Re: SUO: Re: Foundations for Ontology
Jon,
>On this pass over your presentation, I am getting a clearer sense
>that you use "proposition" to mean the sign-like thing, not the
>abstract logical object,
That all depends on who I'm talking to. If I am talking to
a nominalist, I say that a proposition is an equivalence
class of sentences in some language(s) for which appropriate
"meaning-preservation transformations" have been defined
(see Ch. 5 of my KR book).
If I am talking to someone who has read Peirce, I talk
along Peircean lines: A proposition is a sign type that
serves as the interpretant of a declarative sentence in some
language (formal logic or natural language).
If properly formalized, I believe that these two definitions
have equivalent effects -- ergo, according to CSP, they are
equivalent conceptions.
> and that you use "theory" to mean
> a collection of axioms, not a collection of sentences.
I use the term theory as the deductive closure of a collection
of propositions (see above) which have been singled out as
"axioms".
>Also, your lattice of theories seems to be oriented
>according to the number of models that a theory has.
>Are those impressions correct so far as they go?

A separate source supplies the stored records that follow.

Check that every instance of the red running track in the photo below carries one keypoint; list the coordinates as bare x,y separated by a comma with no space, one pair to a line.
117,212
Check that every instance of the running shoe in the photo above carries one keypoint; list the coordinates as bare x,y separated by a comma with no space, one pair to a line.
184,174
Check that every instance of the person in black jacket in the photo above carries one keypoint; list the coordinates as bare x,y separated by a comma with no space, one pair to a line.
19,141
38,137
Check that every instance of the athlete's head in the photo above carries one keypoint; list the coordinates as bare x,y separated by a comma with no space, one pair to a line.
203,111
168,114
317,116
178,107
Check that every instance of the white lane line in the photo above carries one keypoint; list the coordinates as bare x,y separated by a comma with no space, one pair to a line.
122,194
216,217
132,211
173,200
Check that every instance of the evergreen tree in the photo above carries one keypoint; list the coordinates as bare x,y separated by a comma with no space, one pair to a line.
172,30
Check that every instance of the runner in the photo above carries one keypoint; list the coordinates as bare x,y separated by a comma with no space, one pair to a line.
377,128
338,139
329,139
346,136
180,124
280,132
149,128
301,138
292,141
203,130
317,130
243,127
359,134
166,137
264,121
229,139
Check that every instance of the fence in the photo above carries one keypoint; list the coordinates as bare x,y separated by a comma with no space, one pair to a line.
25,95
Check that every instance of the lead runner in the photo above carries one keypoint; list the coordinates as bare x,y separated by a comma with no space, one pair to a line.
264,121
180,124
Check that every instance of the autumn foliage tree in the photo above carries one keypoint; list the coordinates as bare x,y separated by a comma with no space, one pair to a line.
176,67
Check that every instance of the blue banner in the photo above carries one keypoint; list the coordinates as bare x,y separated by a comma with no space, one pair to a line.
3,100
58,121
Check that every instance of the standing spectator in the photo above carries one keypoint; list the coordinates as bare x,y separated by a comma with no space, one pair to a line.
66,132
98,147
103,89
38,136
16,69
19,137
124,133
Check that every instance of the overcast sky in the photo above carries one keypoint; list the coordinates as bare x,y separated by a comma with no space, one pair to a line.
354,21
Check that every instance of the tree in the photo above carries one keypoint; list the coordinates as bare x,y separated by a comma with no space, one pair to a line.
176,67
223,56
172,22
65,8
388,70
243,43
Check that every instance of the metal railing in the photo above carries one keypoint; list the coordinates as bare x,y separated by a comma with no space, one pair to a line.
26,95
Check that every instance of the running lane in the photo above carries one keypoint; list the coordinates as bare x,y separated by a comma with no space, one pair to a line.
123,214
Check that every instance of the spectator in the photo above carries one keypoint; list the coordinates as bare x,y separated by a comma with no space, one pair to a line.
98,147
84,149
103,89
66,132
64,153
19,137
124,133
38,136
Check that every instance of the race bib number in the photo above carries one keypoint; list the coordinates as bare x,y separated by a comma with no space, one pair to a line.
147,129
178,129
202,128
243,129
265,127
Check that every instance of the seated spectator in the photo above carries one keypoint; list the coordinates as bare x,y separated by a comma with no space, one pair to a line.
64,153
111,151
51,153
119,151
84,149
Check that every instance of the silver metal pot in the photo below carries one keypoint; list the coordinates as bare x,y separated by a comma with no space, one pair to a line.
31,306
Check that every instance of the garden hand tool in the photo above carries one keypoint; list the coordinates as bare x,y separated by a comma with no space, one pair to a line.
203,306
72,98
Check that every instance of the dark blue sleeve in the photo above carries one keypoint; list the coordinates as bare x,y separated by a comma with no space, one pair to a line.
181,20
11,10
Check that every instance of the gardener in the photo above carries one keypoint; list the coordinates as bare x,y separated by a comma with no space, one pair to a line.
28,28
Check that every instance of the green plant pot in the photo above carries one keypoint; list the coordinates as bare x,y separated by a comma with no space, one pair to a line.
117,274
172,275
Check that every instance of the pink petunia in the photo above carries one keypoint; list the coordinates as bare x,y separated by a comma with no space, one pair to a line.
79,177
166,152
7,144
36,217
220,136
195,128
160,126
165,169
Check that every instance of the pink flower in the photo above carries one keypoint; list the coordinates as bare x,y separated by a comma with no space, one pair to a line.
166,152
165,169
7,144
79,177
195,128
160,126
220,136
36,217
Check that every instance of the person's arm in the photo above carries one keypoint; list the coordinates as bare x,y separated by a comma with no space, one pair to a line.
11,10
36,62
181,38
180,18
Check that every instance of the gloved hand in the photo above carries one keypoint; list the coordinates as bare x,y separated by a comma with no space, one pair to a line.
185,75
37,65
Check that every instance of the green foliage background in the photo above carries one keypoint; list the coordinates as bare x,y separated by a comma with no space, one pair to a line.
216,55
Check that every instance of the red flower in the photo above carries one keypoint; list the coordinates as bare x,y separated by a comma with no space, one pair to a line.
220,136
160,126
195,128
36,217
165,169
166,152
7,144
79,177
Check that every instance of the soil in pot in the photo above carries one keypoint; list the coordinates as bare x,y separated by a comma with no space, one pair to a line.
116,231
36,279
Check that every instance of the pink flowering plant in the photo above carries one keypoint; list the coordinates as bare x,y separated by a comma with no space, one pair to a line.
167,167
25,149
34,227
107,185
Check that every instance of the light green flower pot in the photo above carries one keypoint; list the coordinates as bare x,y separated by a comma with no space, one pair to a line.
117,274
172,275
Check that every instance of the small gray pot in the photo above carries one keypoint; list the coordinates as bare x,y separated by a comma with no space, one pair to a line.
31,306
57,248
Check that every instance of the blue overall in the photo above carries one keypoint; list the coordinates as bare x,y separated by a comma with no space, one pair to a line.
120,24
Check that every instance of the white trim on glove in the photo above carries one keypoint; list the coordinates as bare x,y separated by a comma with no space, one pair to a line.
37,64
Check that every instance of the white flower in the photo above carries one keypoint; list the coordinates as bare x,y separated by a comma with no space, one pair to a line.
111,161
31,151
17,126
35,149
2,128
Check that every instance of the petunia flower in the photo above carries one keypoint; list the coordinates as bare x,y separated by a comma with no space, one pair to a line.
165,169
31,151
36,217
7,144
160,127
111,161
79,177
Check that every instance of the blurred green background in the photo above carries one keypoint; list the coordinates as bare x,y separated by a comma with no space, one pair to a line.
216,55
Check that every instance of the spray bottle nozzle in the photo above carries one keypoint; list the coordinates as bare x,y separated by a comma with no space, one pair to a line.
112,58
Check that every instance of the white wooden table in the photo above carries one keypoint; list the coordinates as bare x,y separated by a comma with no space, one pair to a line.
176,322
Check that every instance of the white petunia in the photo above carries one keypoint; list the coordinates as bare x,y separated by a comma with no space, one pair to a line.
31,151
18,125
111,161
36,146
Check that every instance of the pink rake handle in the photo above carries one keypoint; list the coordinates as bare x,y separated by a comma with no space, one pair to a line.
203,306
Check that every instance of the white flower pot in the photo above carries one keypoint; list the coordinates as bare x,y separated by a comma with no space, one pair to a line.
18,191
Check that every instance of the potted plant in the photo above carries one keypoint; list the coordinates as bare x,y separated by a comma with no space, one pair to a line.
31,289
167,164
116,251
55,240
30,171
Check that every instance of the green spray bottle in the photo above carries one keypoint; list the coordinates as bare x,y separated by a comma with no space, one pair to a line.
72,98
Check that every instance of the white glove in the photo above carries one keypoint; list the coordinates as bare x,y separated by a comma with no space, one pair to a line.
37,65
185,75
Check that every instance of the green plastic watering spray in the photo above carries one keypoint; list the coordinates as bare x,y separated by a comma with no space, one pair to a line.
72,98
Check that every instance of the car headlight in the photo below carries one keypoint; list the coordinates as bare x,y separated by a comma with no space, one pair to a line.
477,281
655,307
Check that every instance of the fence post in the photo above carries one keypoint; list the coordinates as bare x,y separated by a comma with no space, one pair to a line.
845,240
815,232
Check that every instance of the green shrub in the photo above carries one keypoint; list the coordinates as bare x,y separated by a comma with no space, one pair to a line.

Since I am talking about theories expressed in FOL,
material implication and semantic entailment give me
exactly the same consequences. See Ch. 2 of my KR book,
where I first talk about the lattice of all possible
theories. It is essentially a Lindenbaum lattice.
In the partial ordering of the lattice, a more generalized
theory T1 (closer to the top) is implied by any theory T2
that is more specialized than T1; i.e., every proposition
in T1 is implied by the collection of axioms in T2. Also,
every model of T2 is also a model of T1.
This is all spelled out in my KR book.